Loch Lomond is a large spring-fed lake located 102 m above Lake Superior, 6 km south of the city of Thunder Bay, Ontario, Canada. It is located in behind Mount McKay, in the Fort William First Nation and Neebing Municipality. Loch Lomond is considered to be a deep oligotrophic lake. The natural re-charge level of Loch Lomond from underground spring water is estimated at 57100 m3 per day.

It is approximately 9 km long and averages about 1.6 km in width. The extreme depths over most of its area causes the greater part of Loch Lomond to become stratified each summer and has characteristically low temperatures in the hypolimnion.

==History==

This body of water bore the Ojibwe name Gaa-zaasaagijiwegamaag (recorded as "kazazeekeege waigamag") meaning "the high lake that is always overflowing", but a Scotsman of the North West Company thought it so much looked like the original Loch Lomond that he named it as such.

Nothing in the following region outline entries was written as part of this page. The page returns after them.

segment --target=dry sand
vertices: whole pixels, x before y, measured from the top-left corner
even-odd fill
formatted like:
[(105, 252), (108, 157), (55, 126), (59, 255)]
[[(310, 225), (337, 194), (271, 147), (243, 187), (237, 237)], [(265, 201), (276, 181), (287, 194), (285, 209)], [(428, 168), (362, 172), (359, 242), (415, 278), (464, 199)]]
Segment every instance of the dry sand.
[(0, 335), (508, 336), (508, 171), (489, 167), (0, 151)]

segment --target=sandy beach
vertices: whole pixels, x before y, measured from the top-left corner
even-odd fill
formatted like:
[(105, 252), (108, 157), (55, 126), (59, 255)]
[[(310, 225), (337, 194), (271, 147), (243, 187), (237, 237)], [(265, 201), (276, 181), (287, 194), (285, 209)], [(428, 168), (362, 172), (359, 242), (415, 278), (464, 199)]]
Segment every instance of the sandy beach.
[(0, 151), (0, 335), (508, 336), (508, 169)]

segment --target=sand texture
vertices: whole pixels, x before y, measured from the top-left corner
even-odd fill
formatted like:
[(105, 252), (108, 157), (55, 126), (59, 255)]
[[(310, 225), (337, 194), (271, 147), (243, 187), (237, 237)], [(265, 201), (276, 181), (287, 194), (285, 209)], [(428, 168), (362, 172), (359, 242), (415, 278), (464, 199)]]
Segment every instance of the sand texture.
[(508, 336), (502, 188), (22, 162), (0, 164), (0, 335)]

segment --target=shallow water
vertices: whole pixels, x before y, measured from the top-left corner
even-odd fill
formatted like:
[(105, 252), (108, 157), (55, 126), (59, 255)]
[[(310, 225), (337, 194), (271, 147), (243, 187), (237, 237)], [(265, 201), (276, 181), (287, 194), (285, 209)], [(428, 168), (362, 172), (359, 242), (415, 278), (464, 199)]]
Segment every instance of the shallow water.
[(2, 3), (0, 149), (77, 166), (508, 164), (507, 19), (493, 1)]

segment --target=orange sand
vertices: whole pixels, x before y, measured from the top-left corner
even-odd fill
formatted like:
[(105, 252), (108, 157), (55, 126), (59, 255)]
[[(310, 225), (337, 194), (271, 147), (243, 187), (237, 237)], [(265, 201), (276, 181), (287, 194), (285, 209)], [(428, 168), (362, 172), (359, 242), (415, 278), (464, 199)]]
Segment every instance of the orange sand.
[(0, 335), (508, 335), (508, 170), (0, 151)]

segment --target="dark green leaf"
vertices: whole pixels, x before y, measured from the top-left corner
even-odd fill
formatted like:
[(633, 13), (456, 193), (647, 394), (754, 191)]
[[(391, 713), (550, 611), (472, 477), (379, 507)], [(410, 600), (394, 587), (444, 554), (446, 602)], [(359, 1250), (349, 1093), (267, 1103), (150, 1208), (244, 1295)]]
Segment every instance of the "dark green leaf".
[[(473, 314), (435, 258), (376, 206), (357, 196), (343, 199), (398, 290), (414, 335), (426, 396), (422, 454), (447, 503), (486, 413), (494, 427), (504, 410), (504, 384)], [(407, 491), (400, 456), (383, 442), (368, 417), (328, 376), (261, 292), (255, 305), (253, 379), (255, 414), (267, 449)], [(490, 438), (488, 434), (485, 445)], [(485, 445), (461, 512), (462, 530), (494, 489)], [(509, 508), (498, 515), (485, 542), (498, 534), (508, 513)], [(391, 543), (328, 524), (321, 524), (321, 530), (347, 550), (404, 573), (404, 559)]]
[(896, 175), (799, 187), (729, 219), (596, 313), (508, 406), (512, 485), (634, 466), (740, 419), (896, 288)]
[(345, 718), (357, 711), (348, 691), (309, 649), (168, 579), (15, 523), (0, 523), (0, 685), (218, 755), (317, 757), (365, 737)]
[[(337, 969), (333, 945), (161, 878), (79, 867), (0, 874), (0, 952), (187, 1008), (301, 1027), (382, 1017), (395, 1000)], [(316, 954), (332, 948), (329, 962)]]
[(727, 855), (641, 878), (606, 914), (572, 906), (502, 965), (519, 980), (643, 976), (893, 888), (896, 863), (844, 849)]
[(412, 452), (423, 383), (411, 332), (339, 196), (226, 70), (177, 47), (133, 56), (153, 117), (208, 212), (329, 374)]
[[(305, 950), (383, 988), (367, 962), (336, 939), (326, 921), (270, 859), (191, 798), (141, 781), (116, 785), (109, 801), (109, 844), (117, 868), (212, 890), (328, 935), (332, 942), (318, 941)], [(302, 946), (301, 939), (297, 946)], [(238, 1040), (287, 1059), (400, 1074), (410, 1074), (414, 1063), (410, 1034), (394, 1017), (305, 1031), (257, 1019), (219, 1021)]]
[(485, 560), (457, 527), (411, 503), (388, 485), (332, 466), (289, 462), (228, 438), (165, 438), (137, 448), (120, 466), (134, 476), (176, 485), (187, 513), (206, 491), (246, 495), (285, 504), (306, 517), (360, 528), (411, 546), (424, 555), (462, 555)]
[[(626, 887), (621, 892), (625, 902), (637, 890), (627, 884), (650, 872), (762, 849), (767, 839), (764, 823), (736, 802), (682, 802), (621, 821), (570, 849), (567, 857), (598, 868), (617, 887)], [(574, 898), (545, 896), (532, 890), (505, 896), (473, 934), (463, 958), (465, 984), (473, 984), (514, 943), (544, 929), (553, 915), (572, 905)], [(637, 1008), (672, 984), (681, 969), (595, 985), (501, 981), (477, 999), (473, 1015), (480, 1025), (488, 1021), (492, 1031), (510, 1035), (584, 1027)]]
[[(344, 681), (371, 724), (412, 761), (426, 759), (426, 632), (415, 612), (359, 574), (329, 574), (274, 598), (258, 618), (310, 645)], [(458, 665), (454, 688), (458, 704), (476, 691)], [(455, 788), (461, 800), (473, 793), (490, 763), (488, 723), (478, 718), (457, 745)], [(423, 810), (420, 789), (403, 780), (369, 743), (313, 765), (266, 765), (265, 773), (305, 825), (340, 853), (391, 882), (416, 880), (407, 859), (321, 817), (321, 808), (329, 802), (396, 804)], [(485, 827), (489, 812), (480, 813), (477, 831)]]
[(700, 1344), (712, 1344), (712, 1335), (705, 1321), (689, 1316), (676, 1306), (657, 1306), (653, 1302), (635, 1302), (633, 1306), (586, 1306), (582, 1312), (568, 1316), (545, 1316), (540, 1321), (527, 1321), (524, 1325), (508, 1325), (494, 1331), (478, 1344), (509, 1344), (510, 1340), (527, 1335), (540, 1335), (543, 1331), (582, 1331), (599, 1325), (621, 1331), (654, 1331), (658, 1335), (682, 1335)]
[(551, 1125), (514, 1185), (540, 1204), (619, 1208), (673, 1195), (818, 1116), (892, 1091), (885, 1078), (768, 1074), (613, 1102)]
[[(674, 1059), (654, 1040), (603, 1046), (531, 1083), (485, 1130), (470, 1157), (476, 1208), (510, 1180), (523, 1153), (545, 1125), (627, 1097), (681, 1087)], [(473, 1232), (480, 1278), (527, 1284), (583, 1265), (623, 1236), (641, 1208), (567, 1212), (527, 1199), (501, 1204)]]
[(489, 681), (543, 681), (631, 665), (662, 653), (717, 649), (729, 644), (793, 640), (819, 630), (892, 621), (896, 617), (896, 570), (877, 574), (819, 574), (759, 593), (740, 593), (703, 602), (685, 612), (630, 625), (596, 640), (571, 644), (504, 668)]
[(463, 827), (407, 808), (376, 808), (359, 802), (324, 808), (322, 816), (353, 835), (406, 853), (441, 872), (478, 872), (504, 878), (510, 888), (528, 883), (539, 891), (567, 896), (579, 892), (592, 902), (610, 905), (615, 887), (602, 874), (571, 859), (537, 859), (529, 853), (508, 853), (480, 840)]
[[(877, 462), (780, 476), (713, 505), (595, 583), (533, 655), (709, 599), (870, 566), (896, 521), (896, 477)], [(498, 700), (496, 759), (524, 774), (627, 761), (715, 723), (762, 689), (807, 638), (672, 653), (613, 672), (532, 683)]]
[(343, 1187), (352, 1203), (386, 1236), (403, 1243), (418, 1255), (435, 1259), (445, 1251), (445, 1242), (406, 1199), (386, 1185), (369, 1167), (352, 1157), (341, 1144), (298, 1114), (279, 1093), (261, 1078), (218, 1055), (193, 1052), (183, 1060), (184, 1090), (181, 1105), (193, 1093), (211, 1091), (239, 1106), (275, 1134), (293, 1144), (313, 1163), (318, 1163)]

During the year 1906 the city of Fort William began tunnelling through the rock of Mount McKay and laying water pipe, but it was not until 1909 that the first water flowed through the pipes and into the homes of residents of Fort William. The engineering department of the city of Fort William was headed by city engineer H. Sydney Hancock Jr., who was Waterworks engineer from February 1906 to February 1911. He was in charge of the construction of the Loch Lomond Water Supply system. Fort William's water supply was contaminated in 1906 leading to a typhoid epidemic. The City Council's response was to construct a tunnel under the Kaministiquia River to bring pure water to Fort William from Loch Lomond. Tunnels were drilled through Mount McKay to the Loch at a final cost of $500,000. The system was completed in 1910. In 2006, the Bare Point Water Treatment Plant on Thunder Bay was expanded to serve the entire city from a single source.

In order to prevent pollution all activities including travel and fishing are prohibited on Loch Lomond.